Contexte et enjeux de la réforme
Cette proposition intervient dans un climat de débat intense sur la stratégie IA du Royaume-Uni, exacerbé par l'échec d'un partenariat technologique clé avec les États-Unis l'année précédente. De plus, des préoccupations récentes ont émergé concernant l'accès aux technologies d'IA avancées, notamment après que Washington a brièvement restreint les exportations impactant Anthropic.
Des sources impliquées dans les discussions autour des plans de Burnham ont confié au FT que l'approche actuelle du gouvernement se résume à un "enthousiasme technologique sans entrave", sans bénéfices tangibles pour les travailleurs ou les électeurs britanniques. Un éventuel gouvernement Burnham pourrait ainsi réévaluer des politiques allant des zones de croissance en IA à l'implantation de véhicules autonomes.
Réactions du secteur technologique
Cependant, ces propositions ont été accueillies avec scepticisme par certains acteurs de l'écosystème des startups britanniques. Des critiques ont notamment visé l'idée que les ministres devraient remettre en question l'impact social de technologies comme les voitures autonomes.
Barney Hussey-Yeo, fondateur et PDG de la startup fintech Cleo, a exprimé ses doutes sur la plateforme X. Il a suggéré que l'équipe de Burnham n'avait probablement pas consulté Wayve, une startup spécialisée dans les véhicules autonomes, et a critiqué la difficulté de collaborer avec l'État britannique et ses régulateurs, même avec des soutiens au sein du gouvernement.

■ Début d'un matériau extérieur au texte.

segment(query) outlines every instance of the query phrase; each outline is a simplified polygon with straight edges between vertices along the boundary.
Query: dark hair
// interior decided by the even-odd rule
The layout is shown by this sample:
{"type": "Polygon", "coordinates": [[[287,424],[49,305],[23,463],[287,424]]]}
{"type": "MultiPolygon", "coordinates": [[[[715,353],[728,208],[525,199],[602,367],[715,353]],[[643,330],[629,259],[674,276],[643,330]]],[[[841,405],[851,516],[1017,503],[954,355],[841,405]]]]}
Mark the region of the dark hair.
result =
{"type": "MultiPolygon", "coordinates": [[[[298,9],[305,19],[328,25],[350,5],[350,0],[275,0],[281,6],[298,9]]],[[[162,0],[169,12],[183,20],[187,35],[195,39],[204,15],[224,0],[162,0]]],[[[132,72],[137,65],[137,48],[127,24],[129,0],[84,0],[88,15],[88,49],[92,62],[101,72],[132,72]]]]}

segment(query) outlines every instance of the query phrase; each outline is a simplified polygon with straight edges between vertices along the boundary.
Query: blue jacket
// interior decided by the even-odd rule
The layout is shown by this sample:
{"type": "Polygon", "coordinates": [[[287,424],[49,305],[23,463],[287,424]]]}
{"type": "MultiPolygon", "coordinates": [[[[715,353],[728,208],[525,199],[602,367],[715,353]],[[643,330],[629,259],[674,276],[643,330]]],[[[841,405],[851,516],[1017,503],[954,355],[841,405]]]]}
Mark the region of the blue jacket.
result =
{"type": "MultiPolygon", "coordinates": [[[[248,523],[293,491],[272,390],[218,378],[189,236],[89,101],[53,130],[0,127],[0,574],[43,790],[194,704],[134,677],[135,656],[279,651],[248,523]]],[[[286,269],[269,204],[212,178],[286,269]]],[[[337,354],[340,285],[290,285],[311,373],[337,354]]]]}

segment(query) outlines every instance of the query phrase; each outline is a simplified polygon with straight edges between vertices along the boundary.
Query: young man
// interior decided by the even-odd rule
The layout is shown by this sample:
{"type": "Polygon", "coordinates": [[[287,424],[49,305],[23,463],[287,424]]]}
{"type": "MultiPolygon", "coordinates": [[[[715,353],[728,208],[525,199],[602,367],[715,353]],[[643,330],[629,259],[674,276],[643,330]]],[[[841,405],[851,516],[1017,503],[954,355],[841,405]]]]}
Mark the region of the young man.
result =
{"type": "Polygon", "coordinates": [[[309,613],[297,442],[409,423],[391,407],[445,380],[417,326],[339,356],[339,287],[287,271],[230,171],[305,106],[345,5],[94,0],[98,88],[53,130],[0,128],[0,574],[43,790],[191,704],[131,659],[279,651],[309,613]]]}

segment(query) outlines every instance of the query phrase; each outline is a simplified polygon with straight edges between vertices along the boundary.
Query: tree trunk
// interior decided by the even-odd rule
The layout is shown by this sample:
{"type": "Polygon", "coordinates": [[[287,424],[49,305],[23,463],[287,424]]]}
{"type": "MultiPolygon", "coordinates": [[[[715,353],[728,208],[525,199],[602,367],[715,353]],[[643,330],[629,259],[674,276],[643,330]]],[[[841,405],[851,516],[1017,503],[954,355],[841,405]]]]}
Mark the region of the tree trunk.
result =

Un risque pour la compétitivité britannique
Hussey-Yeo a mis en garde contre une approche plus sceptique envers la technologie, qui pourrait nuire à la compétitivité du Royaume-Uni. Il a souligné la nécessité pour Burnham et son équipe de clarifier leur vision de la croissance économique. "Pourquoi un fondateur choisirait-il de démarrer ou de rester au Royaume-Uni dans ces conditions ?", s'est-il interrogé.
D'autres observateurs ont noté que les propositions de Burnham reflétaient une tendance à Westminster à prioriser les intérêts des groupes potentiellement affectés par les changements technologiques, au détriment des bénéfices économiques globaux.
Sam Hogg, responsable de l'engagement politique au Oxford China Policy Lab, a critiqué ce qu'il perçoit comme une obsession pour une "équité" pervertie à Westminster. Il a souligné que cette approche pourrait nuire à la majorité, en cherchant à protéger des groupes perçus comme marginalisés.